Director: Martin McDonagh
Cast: Colin Farrell, Brendan Gleeson, Ralph Fiennes
Clémence Poésy, Jordan Prentice, Jérémie Renier, Thekla Reuten
After a job gone bad, hitmen, Ray (Farrell) and Ken (Gleeson) are sent by their boss, Harry Waters (Fiennes), to hide for a while and await further instruction in Bruges, Belgium.
For Ken, the medieval architecture and quaintness of the city comes to indulge his inner history buff, while for the emotionally unstable Ray it becomes a terrenal representation of whatever purgatory must feel like.
Things turn around when Ken receives orders to get rid of Ray, while Ray falls for a seductive drug dealer (Poésy).
Feature length debut by writer/director McDonagh, "In Bruges" is a well done pastiche of comedy, gangster and action that works mostly because of its inspired dialogue which at times is made out of offensive, racist and sexist remarks that somehow fit because of how true they remain to the characters uttering them.
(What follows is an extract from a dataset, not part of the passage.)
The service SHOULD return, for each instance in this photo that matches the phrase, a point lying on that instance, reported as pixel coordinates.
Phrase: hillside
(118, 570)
McDonagh's theatrical background is felt throughout the film by the way in which the characters and settings are usually treated as symbols.
While Ray represents the conflicted conscience, Ken brings a sense of weird morality that we should be questioning because of its source and with the somber inclusion of Harry ends up having Shakespearean repercussions.
Influenced by classic noir (watching "Touch of Evil" play in the TV during one scene is enough to put a smile on your face) the movie owes itself to many gems of the cinematic style as much as it does to Tarantino and Scorsese.
Gleeson does a terrific job playing a sensitive mentor, while Fiennes goes into psychotic Amon Goeth mode to deliver a great star turn (his line about why he deserves a "normal gun for normal people" might be the most offensive thing you've heard in your entire life), the real surprise here though is Farrell who does more with his character than you'd ever expect.
While Ray is written as a guy who just killed someone he shouldn't have and has time to flirt and do girls, Farrell gives him a damaged soul that he can't hide despite his lines.
His combination of humor, sadness and humanity is outstanding.
With fast cuts, even faster lines and a droll sense of humor, the plot unfolds before your eyes in an almost surrealistic way which in a way might come from Bruges, which ends up being its most influential character.
The city, which has never gotten cinematic justice, comes to life as a sort of limbo where time has stood still. The Flemish jokes and clichés fly like bullets, but without this sense of timeless dread the hitmen wouldn't really have anything to work with.
It is because of the magic of Bruges that we even care about their problems, its "fairy tale" qualities as they call them, are what makes us believe that people like them deserve to have a second chance.